先行研究との違い: これまでのMSCCに関する研究では、肺癌に特化した組織型別の治療成績の比較は限られており、特に非SCLC患者における集学的治療の優位性を示した点は、当時の知見と対照的であった。例えば、Bach et al. (1990) や Sorensen et al. (1990) はMSCC患者全体の予後因子を報告していたが、肺癌の組織型と治療法の詳細な相互作用については本研究がより深く掘り下げた点で相違がある。本研究は、肺癌MSCC患者における治療成績が、組織型と治療モダリティの組み合わせによって異なることを示唆した点で、先行研究とは一線を画す。
新規性: 本研究は、肺癌の組織型別にMSCCの治療成績を比較したこれまで報告されていない初期の系統的解析であり、非SCLC患者において椎弓切除術と放射線療法の併用療法が、歩行機能の維持・改善および生存期間において単独療法よりも優れていることを新規に示した。また、SCLC患者では治療法による成績の差が小さいことも明らかになった。この知見は、SCLCが放射線感受性が高く、全身化学療法の効果も期待できるため、局所治療のモダリティ選択が非SCLCほど予後に影響しない可能性を示唆する。
臨床応用: 治療開始前の歩行能力が治療後の神経学的転帰および生存期間を決定する最も重要な因子であることが示された。このことから、MSCCが疑われる肺癌患者に対しては、神経学的機能が温存されている段階での迅速な診断と積極的な治療介入が臨床現場において極めて重要である。特に、Rodichock et al. (1986) や Grossman et al. (1990) が強調するように、背部痛の変化や歩行失調の発生は、脊髄圧迫の初期兆候として認識し、速やかに診断的評価を行うべきである。本研究でルーチン投与されたプレドニゾン150 mg/日のコルチコステロイドも、神経機能温存に寄与した可能性が考えられる。
残された課題: 本研究は後ろ向き研究であり、治療群間の患者背景に選択バイアスが存在する可能性が残された課題である。例えば、椎弓切除術単独群の患者は、併用療法群やRT単独群の患者と比較して、治療前の歩行能力が低い傾向にあった (26% vs 46% vs 49%)。また、本研究の実施時期 (1980年代) を考慮すると、MRIが普及する以前の診断法や、現代の放射線治療技術 (例: 定位放射線治療 (SBRT)) や外科的安定化手術の進歩を考慮すると、本結果を現代の治療に直接的に外サプライズすることには限界がある。脊髄圧迫の解剖学的局在が円周状または後方/側方であった患者が多かったが、前方減圧術の便益については不明である。今後の研究では、より大規模な前向き研究や、現代の治療法を比較する試験が必要である。化学療法のMSCC治療における役割、特にSCLCにおける役割についても、さらなる検討が今後の課題である。
方法
本研究は、デンマーク東部の腫瘍科、神経科、脳神経外科の医療記録から、1979年1月から1988年12月までの期間に肺癌に続発するMSCCと診断された102例の患者を対象とした後ろ向きコホート研究 (retrospective cohort study) である。対象患者の組織型は、SCLCが41例 (40%)、腺癌 (adenocarcinoma: ACL) が27例 (26%)、扁平上皮癌 (squamous cell carcinoma: SQLC) が18例 (18%)、大細胞癌 (large-cell carcinoma: LCC) が9例 (9%) であった。MSCCの診断は、腰椎ミエログラフィー (メトリザミドまたはイオヘキソール) または後ミエログラフィーCTスキャンによって確認された。

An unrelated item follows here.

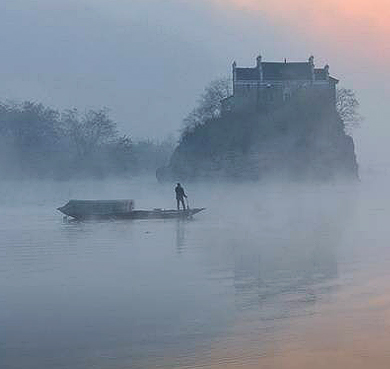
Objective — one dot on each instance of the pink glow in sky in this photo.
(359, 26)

治療法は以下の3群に分類された:椎弓切除術単独群 (n=30)、RT単独群 (n=39)、椎弓切除術にRTを併用する群 (n=26)。全ての患者にはMSCC治療中にプレドニゾン150 mg/日のコルチコステロイドがルーチンで投与された。椎弓切除術は後方アプローチで行われ、平均3椎体 (範囲1-6椎体) の切除が行われた。RTは通常、椎弓切除術後5-8日以内に開始され、RT単独の場合もミエログラフィー後可及的速やかに開始された。放射線照射線量は22-28 Gyを4-7分割で4-7日間 (多くは5.5 Gy/日を4日間) 投与された。
主要評価項目 (primary endpoint) は、治療後の歩行機能 (ambulatory status) の維持率、非歩行患者の歩行能力回復率、および生存期間であった。統計解析には、生存期間の比較に Kaplan-Meier 法および log-rank test、治療成績の差の評価に chi-square test (χ²検定) が用いられた。多変量解析には Cox proportional hazards モデルが適用された。